HOST CODE (matvecmult.cu):

======
// HOST CODE 17/03/2008
// Sparse Matrix-Vector multiplication.

#include <stdlib.h>
#include <stdio.h>
#include <string.h>
#include <math.h>

#include <cutil_inline.h>
#include “matvecmult_kernel.cu”

// Multiplicacion matriz por vector A * x = res
void Mult(const double* gval_, const int* gcolind_, const int* growptr_, const int nrow, const int ncol,
const int nnzero, const double* gx_, double* res_)
{

int size_a, size_a2, size_b, size_b2, size_c;

// Load SparseMatrix “A” and vectors “x” and “res” to the device
// Note: Subscript _d identifies a device variable !!

double* gval_d ;
int* growptr_d ;
int* gcolind_d ;
int* ndim_d;
double* gx_d ;
double* res_d;

int ndim_[3] ;
ndim_[0] = nrow ; ndim_[1] = ncol ; ndim_[2] = nnzero ;

size_a = nnzero * sizeof(double); // non-zero elements size
size_a2 = nnzero * sizeof(int); // non-zero elements size
size_b = (nrow+1) * sizeof(double); // row size
size_b2 = nrow * sizeof(int); // row size
size_c = 3*sizeof(int); // ndim size

// Memory allocation into the device
cudaMalloc((void**)&gval_d, size_a);
cudaMalloc((void**)&gcolind_d, size_a2);
cudaMalloc((void**)&growptr_d, size_b2);
cudaMalloc((void**)&ndim_d, size_c);
cudaMalloc((void**)&gx_d, size_b);
cudaMalloc((void**)&res_d, size_b);

// Copy host to device variables
cudaMemcpy(gval_d, gval_, size_a, cudaMemcpyHostToDevice);
cudaMemcpy(gcolind_d, gcolind_, size_a2, cudaMemcpyHostToDevice);
cudaMemcpy(growptr_d, growptr_, size_b2, cudaMemcpyHostToDevice);
cudaMemcpy(ndim_d, ndim_, size_c, cudaMemcpyHostToDevice);
cudaMemcpy(gx_d, gx_, size_b, cudaMemcpyHostToDevice);
cudaMemcpy(res_d, res_, size_b, cudaMemcpyHostToDevice);

// La organizacion del grid en terminos de los bloques y threads.
// Primera version muy simple para el caso de una matriz 10x10.
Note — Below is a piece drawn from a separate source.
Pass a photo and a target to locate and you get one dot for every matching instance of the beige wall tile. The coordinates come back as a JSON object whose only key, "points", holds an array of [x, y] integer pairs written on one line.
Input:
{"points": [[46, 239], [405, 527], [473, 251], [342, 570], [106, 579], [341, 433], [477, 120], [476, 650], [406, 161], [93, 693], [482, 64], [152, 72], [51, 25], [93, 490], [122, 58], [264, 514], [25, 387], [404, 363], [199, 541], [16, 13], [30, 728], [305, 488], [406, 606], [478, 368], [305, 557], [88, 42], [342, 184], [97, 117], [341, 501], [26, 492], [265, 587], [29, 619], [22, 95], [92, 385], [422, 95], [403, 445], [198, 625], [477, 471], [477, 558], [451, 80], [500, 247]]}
//if (BLOCK_SIZE/ndim_(1) >= 512){
// cout << “Quietor!!! Demasiado Thread para tan poco bloque …” << endl;
// system(“pause”);
//}

dim3 dimBlock(BLOCK_SIZE);
dim3 dimGrid(ndim_[1]/BLOCK_SIZE);

// Launch the device computation
Mult_d<<< dimGrid, dimBlock >>>(gval_d, gcolind_d, growptr_d, ndim_d, gx_d, res_d);

// Read result from the device
cudaMemcpy(res_, res_d, size_b, cudaMemcpyDeviceToHost);

// Free device memory
cudaFree(gval_d);
cudaFree(gcolind_d);
cudaFree(growptr_d);
cudaFree(ndim_d);

}

==

DEVICE CODE

==

// DEVICE CODE
// Sparse Matrix-Vector multiplication.

#ifndef MATVECMULT_KERNEL_H
#define MATVECMULT_KERNEL_H

#include <stdio.h>

#include “matvecmult.h”

#endif

// Sparse matrix multiplication A * x = res !!
global void Mult_d(double* gval_, int* gcolind_, int* growptr_, int* ndim_, double* gx_, double* res_){

// Thread index
int tx = threadIdx.x ;

int k_b, k_e, ij_aux ;
double daux = 0;

k_b = growptr_[tx] ;
k_e = growptr_[tx+1];

while (k_b<k_e) {
ij_aux = gcolind_[k_b] ;
daux += gval_[k_b]*gx_[ij_aux];
k_b++;
}

res_[tx] = daux;
}

Your code compiles fine for me. (I had to define BLOCK_SIZE since I don’t have matvecmult.h).

You are very probably using the wrong compiler. Perhaps try using one of the build rules that other people have built.